For the sake of this article I define a resource as an abstract object that cannot or should not be created, destroyed or manipulated directly like you would access a variable. Usual examples are objects that are associated with “external memory” like files or GPU-textures.

Many game engine do not allow access to resources by (raw/ref-counted/etc.) pointers to class interfaces, but through special resource handles that don’t have any special member functions at all. A resource handle is usually an identifier which is used together with a resource manager to either:

  • perform operations on or with it
  • temporarily retrieve an interface to the resource (pointer to a class instance) that represents or even holds the actual data

I think these two two possibilities are important to distinguish. I call them indirect and direct resource access (beware! I made these names just up). Note that you can easily map both access types to each other, so in the end it is more about programming interfaces!
The indirect resource access is fairly common, especially in non-object-oriented languages like C, where it is not possible to give pointers to resource-interfaces. A good example for such indirect access handles are C’s file-handles.

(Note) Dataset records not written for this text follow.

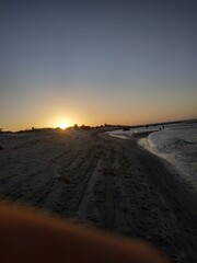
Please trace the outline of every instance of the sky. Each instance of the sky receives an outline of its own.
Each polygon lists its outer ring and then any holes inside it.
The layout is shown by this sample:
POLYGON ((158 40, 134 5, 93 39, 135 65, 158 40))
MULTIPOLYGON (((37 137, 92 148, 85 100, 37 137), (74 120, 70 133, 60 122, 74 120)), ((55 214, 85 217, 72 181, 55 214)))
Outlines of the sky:
POLYGON ((0 127, 197 118, 197 0, 0 1, 0 127))

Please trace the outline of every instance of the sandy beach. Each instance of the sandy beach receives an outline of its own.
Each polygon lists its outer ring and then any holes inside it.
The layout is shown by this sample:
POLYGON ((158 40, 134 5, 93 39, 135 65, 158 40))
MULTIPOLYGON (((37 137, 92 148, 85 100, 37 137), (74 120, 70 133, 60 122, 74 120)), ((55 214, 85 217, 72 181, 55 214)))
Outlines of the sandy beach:
POLYGON ((0 197, 197 262, 196 195, 137 141, 93 130, 1 133, 0 197))

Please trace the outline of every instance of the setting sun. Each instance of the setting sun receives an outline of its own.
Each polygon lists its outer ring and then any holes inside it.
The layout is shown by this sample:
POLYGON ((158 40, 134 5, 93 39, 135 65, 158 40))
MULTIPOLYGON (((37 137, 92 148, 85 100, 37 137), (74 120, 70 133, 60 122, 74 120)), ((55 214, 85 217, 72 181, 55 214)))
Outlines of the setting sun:
POLYGON ((65 128, 68 127, 68 124, 67 124, 67 123, 60 123, 60 124, 59 124, 59 127, 60 127, 61 129, 65 129, 65 128))

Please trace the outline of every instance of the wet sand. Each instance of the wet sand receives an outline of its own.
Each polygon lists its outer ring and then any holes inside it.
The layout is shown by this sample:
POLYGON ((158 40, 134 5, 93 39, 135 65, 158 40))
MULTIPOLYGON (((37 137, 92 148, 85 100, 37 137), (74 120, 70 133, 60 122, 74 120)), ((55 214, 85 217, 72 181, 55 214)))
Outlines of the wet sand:
POLYGON ((137 140, 92 132, 1 136, 0 196, 197 262, 196 196, 137 140))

Either way, why should one use resource-handles in object oriented languages at all?

  • The resource system can change how a handle is resolved. This is useful for:
    • resource fallbacks
      • not found
      • still loading
    • streaming
    • uncertain memory location
    • might even be used for detail levels
  • They act similar to weak pointer
    • Resource can be destroyed explicitly:
      Subsequent queries (direct access) or function calls (indirect access) at the resource manager notify the user that the resource does not exist

It is all about moving power from away from user handled “resource instances” to a resource system which has global knowledge.
If you cannot make use of the mentioned advantages, just go with the normal object oriented approach where you create/destroy/manipulate at any time without special supervision. The disadvantages of a handle system are rather obvious:

  • Additional indirection
  • [only direct] Resource system can be circumvented by just asking only once for the resource and keeping it then

Oh so there is a disadvantage for the direct resource system but none for the indirect? Not so fast: Giving a resource object/interface to the user allows much nicer usage and can leverage polymorphism. In contrast, the indirect system needs to have all functionality in the manager which can be very unnatural and inflexible.

Of course all this is very simplified and general. In some situations a hybrid might be useful as well!
More infos about “indirect” handle-based resource managers can be found for example here. An example for a “direct” handle-based resource manager can be found in the ezEngine.


Now to the practical usage in ClearSight, my current C# rendering framework (as a precaution I stopped calling it “Engine” 😉 ). So far I have identified two places which are in need for some kind of resource system with different properties.

  • (low-level-ish) Renderer
    • ensure that resources that are still in use by the GPU (!) are not deleted immediately
    • few different resource operations
    • resource provides very few operations itself
    • creation can be assumed to be very fast; only states are thus either existing or not existing
  • higher level asset system
    • load by lookup (do not reload loaded resources)
    • fallbacks
    • many and complex resource operations
    • possible multi-threaded loading processes, different loading states

Since in C# any object that is still referenced somewhere cannot be deallocated, the advantage of a weak-pointer-like behaviour is irrelevant. Needless to say that all resources should be deallocated explicitly and implement thus IDisposable. Therefore, the Dispose method can decide if a resource is actually allowed to be destroyed.

This ultimately means that, while I need a thin resource management in the renderer, I do not need resource handles in that place. However, I will likely use a direct handle-based resource system later on top, where a single resource might compromise one or more renderer resource and additional data.